Un courage vite récompensé. L’on apprend par exemple que le citoyen britannique tient à son accès haut débit plus qu’à sa chaîne HiFi, son club de gymnastique, son téléphone mobile ou son hygiène corporelle. Si un budget devait être sacrifié en raison de la crise actuelle, ce serait en dernier lieu après les dépenses de produits de toilette, les factures téléphoniques, les achats de disque ou de mobilier, et même les sorties au restaurant ou au pub.

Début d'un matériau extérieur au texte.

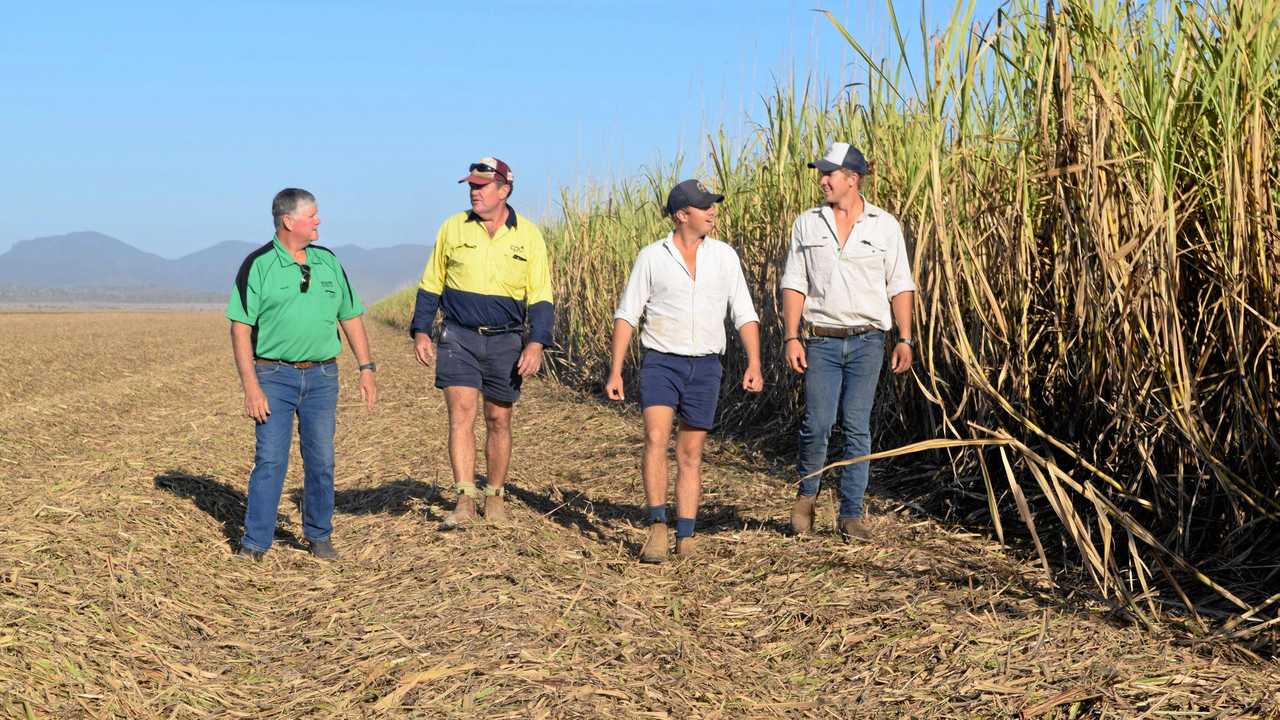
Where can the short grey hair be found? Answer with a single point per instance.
(287, 201)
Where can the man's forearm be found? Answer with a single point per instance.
(750, 335)
(903, 305)
(242, 347)
(622, 332)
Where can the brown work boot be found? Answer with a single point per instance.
(494, 509)
(686, 547)
(656, 545)
(854, 529)
(803, 514)
(464, 514)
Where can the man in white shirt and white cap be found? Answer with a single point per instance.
(682, 286)
(848, 277)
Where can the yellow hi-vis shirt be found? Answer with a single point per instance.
(493, 282)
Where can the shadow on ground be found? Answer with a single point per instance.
(220, 501)
(396, 497)
(602, 518)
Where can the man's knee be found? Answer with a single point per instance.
(462, 415)
(656, 436)
(497, 417)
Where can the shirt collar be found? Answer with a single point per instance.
(510, 223)
(869, 210)
(282, 253)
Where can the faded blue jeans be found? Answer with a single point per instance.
(311, 395)
(840, 381)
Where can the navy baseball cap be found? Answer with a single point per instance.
(841, 155)
(690, 194)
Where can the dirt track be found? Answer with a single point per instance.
(123, 460)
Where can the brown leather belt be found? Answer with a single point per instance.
(840, 332)
(301, 365)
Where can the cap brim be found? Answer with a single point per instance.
(824, 165)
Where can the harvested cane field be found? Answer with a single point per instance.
(124, 458)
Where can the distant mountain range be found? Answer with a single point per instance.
(91, 265)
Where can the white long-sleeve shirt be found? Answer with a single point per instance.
(684, 315)
(851, 286)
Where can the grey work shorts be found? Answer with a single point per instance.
(487, 363)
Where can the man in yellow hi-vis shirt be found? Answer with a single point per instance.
(489, 274)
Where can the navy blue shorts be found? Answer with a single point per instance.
(487, 363)
(689, 384)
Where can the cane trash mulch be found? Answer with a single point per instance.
(124, 459)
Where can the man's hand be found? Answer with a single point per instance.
(901, 358)
(530, 359)
(369, 388)
(613, 387)
(424, 349)
(256, 405)
(795, 355)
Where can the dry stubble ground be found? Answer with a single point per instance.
(123, 463)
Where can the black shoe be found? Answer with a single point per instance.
(323, 550)
(255, 555)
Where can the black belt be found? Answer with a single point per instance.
(840, 332)
(494, 329)
(301, 365)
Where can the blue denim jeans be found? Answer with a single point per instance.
(312, 396)
(840, 381)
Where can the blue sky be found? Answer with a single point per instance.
(170, 126)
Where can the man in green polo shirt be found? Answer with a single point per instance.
(288, 301)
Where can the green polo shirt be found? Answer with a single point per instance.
(289, 324)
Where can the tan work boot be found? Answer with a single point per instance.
(686, 547)
(464, 513)
(854, 528)
(494, 506)
(656, 545)
(803, 514)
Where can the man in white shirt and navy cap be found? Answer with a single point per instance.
(848, 277)
(682, 286)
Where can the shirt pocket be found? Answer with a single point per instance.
(515, 272)
(461, 258)
(865, 263)
(819, 260)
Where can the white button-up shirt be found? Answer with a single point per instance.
(851, 286)
(684, 315)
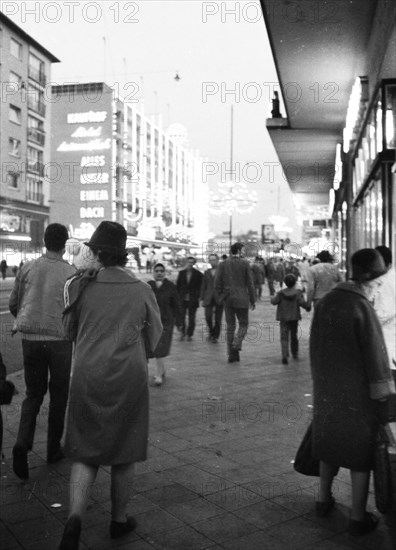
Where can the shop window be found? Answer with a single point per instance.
(14, 147)
(390, 116)
(13, 180)
(15, 48)
(14, 115)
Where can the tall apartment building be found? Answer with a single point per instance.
(25, 118)
(110, 161)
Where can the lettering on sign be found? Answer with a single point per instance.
(87, 132)
(94, 161)
(95, 177)
(93, 145)
(89, 116)
(92, 212)
(94, 195)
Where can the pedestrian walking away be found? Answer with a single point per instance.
(352, 382)
(112, 317)
(188, 285)
(323, 276)
(36, 302)
(289, 301)
(168, 302)
(210, 300)
(234, 286)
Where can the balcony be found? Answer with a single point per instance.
(37, 106)
(36, 135)
(37, 198)
(37, 76)
(36, 167)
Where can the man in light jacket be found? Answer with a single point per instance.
(36, 302)
(235, 288)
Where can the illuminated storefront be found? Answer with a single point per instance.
(112, 162)
(369, 178)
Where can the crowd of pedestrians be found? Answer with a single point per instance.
(88, 334)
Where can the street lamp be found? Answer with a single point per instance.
(232, 196)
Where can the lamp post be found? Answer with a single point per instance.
(232, 196)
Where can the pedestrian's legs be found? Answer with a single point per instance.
(60, 354)
(243, 322)
(121, 481)
(360, 486)
(231, 326)
(218, 316)
(82, 478)
(209, 319)
(293, 327)
(35, 359)
(184, 313)
(327, 473)
(192, 310)
(160, 364)
(284, 337)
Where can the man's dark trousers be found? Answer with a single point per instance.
(41, 358)
(234, 341)
(216, 310)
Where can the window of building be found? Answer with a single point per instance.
(37, 69)
(14, 147)
(34, 190)
(15, 79)
(13, 180)
(36, 130)
(14, 114)
(15, 48)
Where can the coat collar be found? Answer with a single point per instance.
(351, 286)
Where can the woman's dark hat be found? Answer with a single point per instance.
(325, 256)
(109, 237)
(367, 264)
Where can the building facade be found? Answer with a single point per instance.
(25, 121)
(110, 161)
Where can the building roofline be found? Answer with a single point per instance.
(14, 27)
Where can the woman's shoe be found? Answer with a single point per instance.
(159, 380)
(359, 528)
(118, 529)
(324, 508)
(71, 534)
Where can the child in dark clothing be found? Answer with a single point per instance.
(289, 300)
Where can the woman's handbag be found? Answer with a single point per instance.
(382, 472)
(305, 463)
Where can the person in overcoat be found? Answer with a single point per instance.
(188, 285)
(209, 299)
(234, 287)
(351, 385)
(109, 314)
(168, 302)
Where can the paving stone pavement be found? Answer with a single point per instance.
(219, 473)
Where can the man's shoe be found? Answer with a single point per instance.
(118, 529)
(20, 462)
(359, 528)
(324, 508)
(58, 455)
(71, 534)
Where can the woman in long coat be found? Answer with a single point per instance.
(109, 314)
(168, 301)
(351, 377)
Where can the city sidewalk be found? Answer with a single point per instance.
(219, 473)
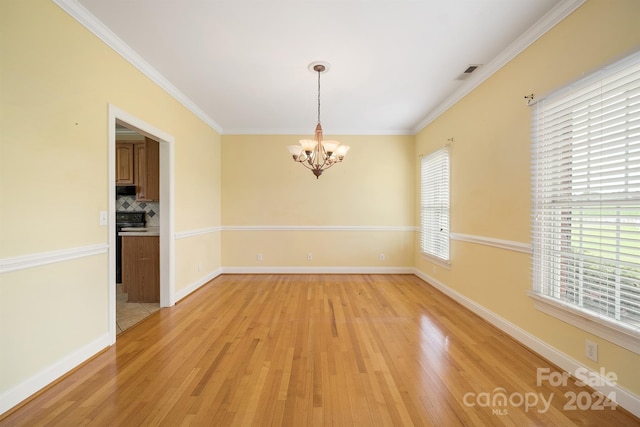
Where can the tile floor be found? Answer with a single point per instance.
(130, 313)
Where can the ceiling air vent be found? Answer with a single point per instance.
(466, 73)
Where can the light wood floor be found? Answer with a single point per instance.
(300, 350)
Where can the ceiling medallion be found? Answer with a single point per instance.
(317, 154)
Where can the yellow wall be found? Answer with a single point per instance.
(490, 179)
(263, 187)
(57, 80)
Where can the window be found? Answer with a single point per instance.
(434, 204)
(586, 195)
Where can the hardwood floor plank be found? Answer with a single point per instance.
(302, 350)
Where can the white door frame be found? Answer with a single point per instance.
(167, 230)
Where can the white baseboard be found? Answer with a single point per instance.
(196, 285)
(27, 388)
(626, 399)
(318, 270)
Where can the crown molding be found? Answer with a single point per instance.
(552, 18)
(84, 17)
(547, 22)
(309, 131)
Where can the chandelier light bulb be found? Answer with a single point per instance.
(316, 154)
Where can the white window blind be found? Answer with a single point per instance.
(586, 195)
(434, 204)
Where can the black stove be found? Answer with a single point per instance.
(130, 219)
(126, 219)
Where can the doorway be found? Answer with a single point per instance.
(122, 119)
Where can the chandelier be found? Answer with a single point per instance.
(317, 154)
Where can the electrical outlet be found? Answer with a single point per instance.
(591, 350)
(104, 218)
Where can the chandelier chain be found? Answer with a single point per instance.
(318, 96)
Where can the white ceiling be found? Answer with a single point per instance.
(242, 64)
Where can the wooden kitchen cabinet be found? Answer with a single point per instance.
(147, 170)
(138, 163)
(141, 268)
(124, 164)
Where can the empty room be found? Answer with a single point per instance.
(318, 213)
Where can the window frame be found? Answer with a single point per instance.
(435, 185)
(547, 297)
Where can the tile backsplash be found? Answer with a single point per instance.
(128, 203)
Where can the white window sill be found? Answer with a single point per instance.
(438, 261)
(601, 326)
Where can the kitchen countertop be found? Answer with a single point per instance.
(137, 231)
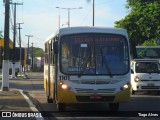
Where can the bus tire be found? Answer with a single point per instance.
(61, 107)
(114, 106)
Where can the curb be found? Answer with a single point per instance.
(32, 106)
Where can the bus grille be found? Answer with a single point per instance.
(103, 91)
(87, 99)
(150, 87)
(94, 81)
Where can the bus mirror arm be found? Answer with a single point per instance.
(55, 47)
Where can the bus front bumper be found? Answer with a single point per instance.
(69, 97)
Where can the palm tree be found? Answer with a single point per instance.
(93, 10)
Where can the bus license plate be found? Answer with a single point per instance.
(150, 84)
(95, 97)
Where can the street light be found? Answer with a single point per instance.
(68, 13)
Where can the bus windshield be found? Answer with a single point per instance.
(94, 53)
(147, 67)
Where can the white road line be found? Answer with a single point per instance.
(32, 106)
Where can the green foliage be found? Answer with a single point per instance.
(143, 22)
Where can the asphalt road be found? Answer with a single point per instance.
(141, 104)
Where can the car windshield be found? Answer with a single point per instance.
(147, 67)
(97, 54)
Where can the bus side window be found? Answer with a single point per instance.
(55, 47)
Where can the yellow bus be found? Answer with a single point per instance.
(87, 65)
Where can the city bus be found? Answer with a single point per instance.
(87, 65)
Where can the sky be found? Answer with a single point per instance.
(40, 18)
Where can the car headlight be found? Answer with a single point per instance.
(136, 79)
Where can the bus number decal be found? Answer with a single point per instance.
(63, 77)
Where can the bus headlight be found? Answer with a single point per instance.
(64, 86)
(136, 79)
(125, 86)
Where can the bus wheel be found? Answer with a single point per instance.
(114, 106)
(61, 107)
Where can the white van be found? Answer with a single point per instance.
(145, 75)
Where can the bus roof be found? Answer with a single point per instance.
(147, 46)
(86, 29)
(145, 60)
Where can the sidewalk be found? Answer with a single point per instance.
(14, 100)
(17, 105)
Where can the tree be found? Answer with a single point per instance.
(143, 21)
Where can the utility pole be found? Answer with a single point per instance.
(14, 40)
(28, 49)
(32, 59)
(5, 70)
(20, 46)
(93, 12)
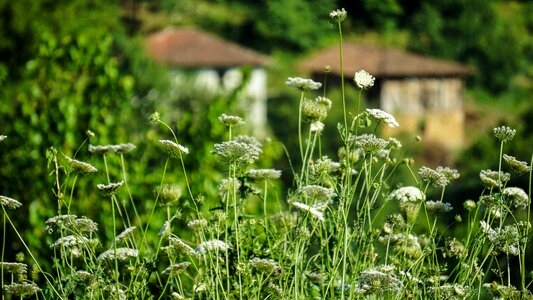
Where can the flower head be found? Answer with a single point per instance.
(517, 166)
(316, 109)
(517, 197)
(80, 166)
(438, 207)
(231, 121)
(242, 151)
(312, 210)
(110, 188)
(317, 127)
(433, 177)
(212, 245)
(364, 80)
(9, 202)
(116, 149)
(303, 84)
(169, 194)
(174, 149)
(265, 265)
(408, 194)
(369, 143)
(504, 133)
(338, 15)
(383, 116)
(22, 289)
(493, 179)
(264, 174)
(121, 254)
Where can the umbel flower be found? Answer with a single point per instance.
(80, 166)
(9, 202)
(506, 239)
(517, 166)
(383, 116)
(212, 245)
(493, 179)
(265, 265)
(407, 194)
(110, 188)
(121, 254)
(23, 289)
(504, 133)
(369, 143)
(317, 109)
(338, 15)
(169, 194)
(316, 213)
(264, 174)
(516, 196)
(14, 267)
(363, 80)
(433, 177)
(175, 150)
(116, 149)
(303, 84)
(242, 151)
(231, 121)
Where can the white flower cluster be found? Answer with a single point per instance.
(212, 245)
(231, 121)
(408, 194)
(338, 15)
(9, 202)
(315, 212)
(383, 116)
(363, 80)
(117, 149)
(506, 239)
(517, 197)
(80, 166)
(174, 149)
(264, 174)
(303, 84)
(119, 254)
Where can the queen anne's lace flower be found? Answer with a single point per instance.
(264, 174)
(338, 15)
(303, 84)
(212, 245)
(110, 188)
(174, 149)
(363, 80)
(517, 166)
(408, 194)
(119, 253)
(312, 210)
(504, 133)
(231, 121)
(383, 116)
(9, 202)
(517, 197)
(117, 149)
(80, 166)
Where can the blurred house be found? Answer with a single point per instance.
(425, 95)
(216, 65)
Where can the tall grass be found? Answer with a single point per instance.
(346, 229)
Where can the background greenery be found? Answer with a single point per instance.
(71, 66)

Outre ces constatations sociologiques inquiétantes mais révélatrices, une grande partie de cette étude explique comment, et dans quelle proportion, la télévision pénètre de plus en plus dans la vie britannique. Nettement moins regardants sur le contenu que leurs voisins français ou allemands, les sujets du Royaume-Uni sont de ceux qui passent le plus de temps devant le petit écran. Petit écran soit de haute qualité, avec, après les Etats Unis et le Canada, la plus forte progression en matière de TVHD, soit de niveau proche de l’irregardable, avec le développement progressif des services de télévision sur terminaux mobiles.